Una vita trascorsa a collezionare reati che, alla fine, ha presentato il conto definitivo. Nelle scorse ore, i Carabinieri della stazione di Neviano degli Arduini hanno tratto in arresto un uomo di 60 anni, dando esecuzione a un ordine di carcerazione emesso dall’Ufficio Esecuzioni Penali del Tribunale di Parma. L’uomo dovrà scontare una pena cumulativa decisamente severa: 14 anni, 6 mesi e 20 giorni di reclusione, a cui si aggiunge il pagamento di una multa da 43.000 euro.
Ventisei anni di illeciti tra Parma e provincia
La scia di reati contestata all’uomo copre un arco temporale di oltre un quarto di secolo, compreso tra il 1998 e il 2024. Nel corso di questi anni il 60enne si è reso protagonista – talvolta da solo, talvolta in concorso con dei complici – di numerosi illeciti gravi commessi e intrecciati tra il capoluogo emiliano e la sua provincia. Nel suo lungo fascicolo penale figurano in particolare condanne definitive per rapina, ricettazione e detenzione ai fini di spaccio di sostanze stupefacenti.
Il verdetto della Cassazione fa scattare il blitz
A far scattare le manette è stato l’ultimo e decisivo verdetto della Suprema Corte di Cassazione, che ha dichiarato inammissibile il ricorso presentato dai legali dell’uomo.

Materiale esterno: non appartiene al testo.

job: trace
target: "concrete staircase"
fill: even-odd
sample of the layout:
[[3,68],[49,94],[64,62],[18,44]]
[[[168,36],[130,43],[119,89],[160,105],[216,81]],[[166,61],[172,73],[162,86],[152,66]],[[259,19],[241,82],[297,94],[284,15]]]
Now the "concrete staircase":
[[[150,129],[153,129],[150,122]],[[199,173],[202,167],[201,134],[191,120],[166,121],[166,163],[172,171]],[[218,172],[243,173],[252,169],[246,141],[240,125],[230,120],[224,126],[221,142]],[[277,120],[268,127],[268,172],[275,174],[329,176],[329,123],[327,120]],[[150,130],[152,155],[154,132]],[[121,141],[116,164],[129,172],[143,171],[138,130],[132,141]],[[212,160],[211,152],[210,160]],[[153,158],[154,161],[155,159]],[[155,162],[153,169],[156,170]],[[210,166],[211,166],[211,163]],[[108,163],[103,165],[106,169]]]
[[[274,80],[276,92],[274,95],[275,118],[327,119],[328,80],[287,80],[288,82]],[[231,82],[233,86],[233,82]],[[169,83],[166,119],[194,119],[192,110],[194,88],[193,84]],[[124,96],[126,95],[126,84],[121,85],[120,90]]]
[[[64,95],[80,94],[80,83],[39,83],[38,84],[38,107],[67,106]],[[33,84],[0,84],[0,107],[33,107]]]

Con questo pronunciamento, il cumulo di pene è passato ufficialmente in giudicato, diventando definitivo a tutti gli effetti.
Ricevuto il provvedimento, i militari dell’Arma hanno fatto scattare immediatamente il blitz per rintracciare il sessantenne. Una volta localizzato, l’uomo è stato prelevato e trasferito direttamente presso il carcere di Parma, dove ha già iniziato a scontare la sua lunga pena.